Phones Surpass Cameras for Digital Images

Worldwide camera phone sales will lead digital camera sales roughly 3-to1 in 2004.

A phone is worth 29 billion pictures this year, according to data from InfoTrends Research Group. The firm estimates there will be nearly 300 million digital image capture devices in use worldwide through 2004, of which 60 percent will be camera phones.

Worldwide sales of camera phone units are expected to reach nearly 150 million in 2004, resulting in just over a quarter of all mobile phone sales. Growth will continue at an annual compound of 55 percent, topping 656 million units in 2008.

Japan led the camera phone charge in 2003, taking more than half the market, but China’s heavy mobile phone adoption will boost the share in the rest of the world. Jill Aldort, senior research analyst at InfoTrends Research Group, “…predicts that Europe will lead North America through the forecast period (to 2008) both in terms of the share of worldwide camera phone unit shipments and in the share of worldwide revenue from camera phone sales.”

A 2003 Jupiter Research (a unit of this site’s corporate parent) report indicated that only 6 percent of the more than 2,700 U.S. respondents found the ability to take and receive photos to be an important cell phone feature. Avi Greengart, a senior analyst at Jupiter Research, expects that interest has risen since the last survey, but not substantially.

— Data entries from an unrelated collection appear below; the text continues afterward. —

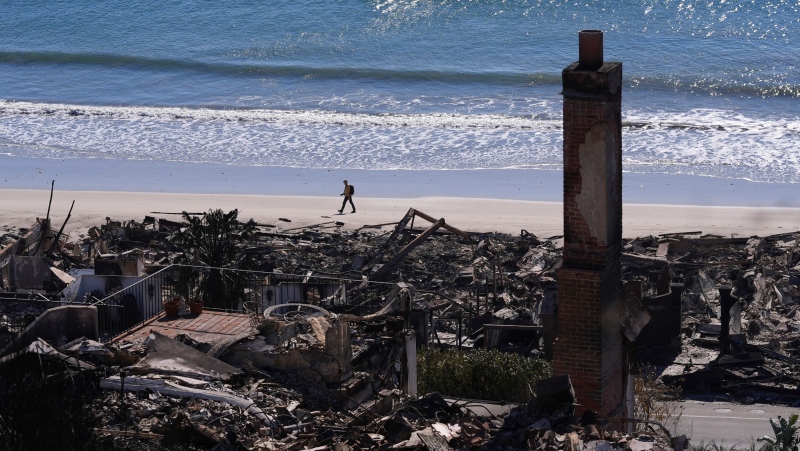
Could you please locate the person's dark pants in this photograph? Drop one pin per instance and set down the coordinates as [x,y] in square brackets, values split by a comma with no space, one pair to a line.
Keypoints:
[348,198]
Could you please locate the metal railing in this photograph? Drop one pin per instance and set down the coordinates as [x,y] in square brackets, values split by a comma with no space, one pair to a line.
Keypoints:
[232,290]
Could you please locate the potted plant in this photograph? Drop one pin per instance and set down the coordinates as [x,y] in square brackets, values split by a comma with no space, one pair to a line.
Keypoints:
[171,306]
[196,306]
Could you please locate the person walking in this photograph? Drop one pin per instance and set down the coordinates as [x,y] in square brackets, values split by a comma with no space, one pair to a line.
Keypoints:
[348,196]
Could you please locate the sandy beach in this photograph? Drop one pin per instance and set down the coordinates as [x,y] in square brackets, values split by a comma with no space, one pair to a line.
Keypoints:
[20,208]
[477,201]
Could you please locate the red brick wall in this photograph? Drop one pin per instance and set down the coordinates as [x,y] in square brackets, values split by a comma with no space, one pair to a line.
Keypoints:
[589,346]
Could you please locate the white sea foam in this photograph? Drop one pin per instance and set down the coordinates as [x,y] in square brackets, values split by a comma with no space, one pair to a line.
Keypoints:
[701,141]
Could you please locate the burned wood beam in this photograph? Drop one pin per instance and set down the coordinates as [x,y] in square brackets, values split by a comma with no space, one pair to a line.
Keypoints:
[511,327]
[445,226]
[410,247]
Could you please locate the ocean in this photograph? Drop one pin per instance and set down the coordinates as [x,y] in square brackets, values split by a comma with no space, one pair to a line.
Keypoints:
[711,88]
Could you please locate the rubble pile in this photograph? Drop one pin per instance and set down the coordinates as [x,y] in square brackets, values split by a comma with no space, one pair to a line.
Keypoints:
[334,367]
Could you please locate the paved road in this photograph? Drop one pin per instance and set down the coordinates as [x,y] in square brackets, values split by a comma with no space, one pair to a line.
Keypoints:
[732,423]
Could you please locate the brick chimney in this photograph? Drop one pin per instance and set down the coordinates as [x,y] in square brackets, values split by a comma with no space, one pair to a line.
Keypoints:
[589,345]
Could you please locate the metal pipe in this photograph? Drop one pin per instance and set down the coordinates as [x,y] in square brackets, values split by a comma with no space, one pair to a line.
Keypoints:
[590,49]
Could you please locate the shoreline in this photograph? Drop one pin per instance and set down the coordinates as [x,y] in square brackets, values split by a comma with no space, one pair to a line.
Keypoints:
[20,208]
[86,174]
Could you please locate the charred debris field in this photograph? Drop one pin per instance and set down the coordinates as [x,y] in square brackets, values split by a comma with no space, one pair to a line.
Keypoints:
[319,337]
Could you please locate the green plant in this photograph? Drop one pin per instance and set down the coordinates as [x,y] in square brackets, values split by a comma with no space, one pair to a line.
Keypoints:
[480,374]
[216,240]
[786,438]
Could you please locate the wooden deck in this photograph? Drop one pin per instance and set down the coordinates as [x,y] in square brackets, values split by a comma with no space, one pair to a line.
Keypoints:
[207,326]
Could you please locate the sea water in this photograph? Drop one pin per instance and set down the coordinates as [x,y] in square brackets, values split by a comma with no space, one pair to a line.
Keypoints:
[711,87]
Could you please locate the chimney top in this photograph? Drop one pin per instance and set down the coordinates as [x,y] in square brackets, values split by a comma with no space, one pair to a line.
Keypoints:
[590,49]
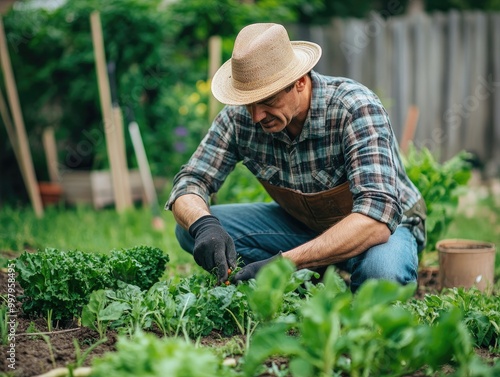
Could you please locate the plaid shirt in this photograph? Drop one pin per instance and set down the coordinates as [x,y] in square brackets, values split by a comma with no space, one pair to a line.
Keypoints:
[347,136]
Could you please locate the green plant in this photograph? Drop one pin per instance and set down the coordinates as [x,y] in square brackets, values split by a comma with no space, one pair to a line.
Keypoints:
[62,281]
[481,312]
[359,335]
[146,355]
[100,312]
[441,185]
[241,187]
[81,357]
[4,328]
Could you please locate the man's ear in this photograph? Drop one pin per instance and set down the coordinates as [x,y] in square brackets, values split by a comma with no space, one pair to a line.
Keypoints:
[300,84]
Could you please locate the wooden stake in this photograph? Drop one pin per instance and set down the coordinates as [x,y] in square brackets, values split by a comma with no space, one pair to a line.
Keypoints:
[121,187]
[146,176]
[214,57]
[49,145]
[409,130]
[26,161]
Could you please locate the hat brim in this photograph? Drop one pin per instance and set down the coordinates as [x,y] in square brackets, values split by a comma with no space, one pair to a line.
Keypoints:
[307,55]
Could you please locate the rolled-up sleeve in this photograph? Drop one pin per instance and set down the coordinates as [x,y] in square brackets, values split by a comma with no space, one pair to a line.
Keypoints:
[368,142]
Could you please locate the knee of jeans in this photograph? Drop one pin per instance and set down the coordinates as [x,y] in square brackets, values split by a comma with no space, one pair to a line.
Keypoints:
[403,273]
[184,238]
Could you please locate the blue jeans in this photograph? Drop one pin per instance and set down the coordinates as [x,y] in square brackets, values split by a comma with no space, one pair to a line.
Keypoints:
[261,230]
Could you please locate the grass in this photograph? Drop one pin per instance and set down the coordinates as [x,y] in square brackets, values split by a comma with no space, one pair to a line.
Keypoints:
[85,229]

“For most consumers, small size, a color screen, and polyphonic ringtones are still far more important than cameras, music playback, or gaming. Many consumers will happily take a camera phone over a non-camera phone if both are free, but that’s not the same thing as saying that there’s inherent demand for camera phones, just that they’ve become a checkbox feature,” Greengart says.

Comparatively, worldwide camera phone sales will roughly triple that of worldwide digital camera sales – nearly 53 million in 2004 and reaching 82 million units in 2008. The three leading regions for digital camera penetration are North America, Japan, and Europe, but the growing middle class in developing countries, including China, will initiate the transition from film to digital between 2003 and 2008. In fact, InfoTrends Research Group predicts digital cameras to nearly replace firm cameras by 2008.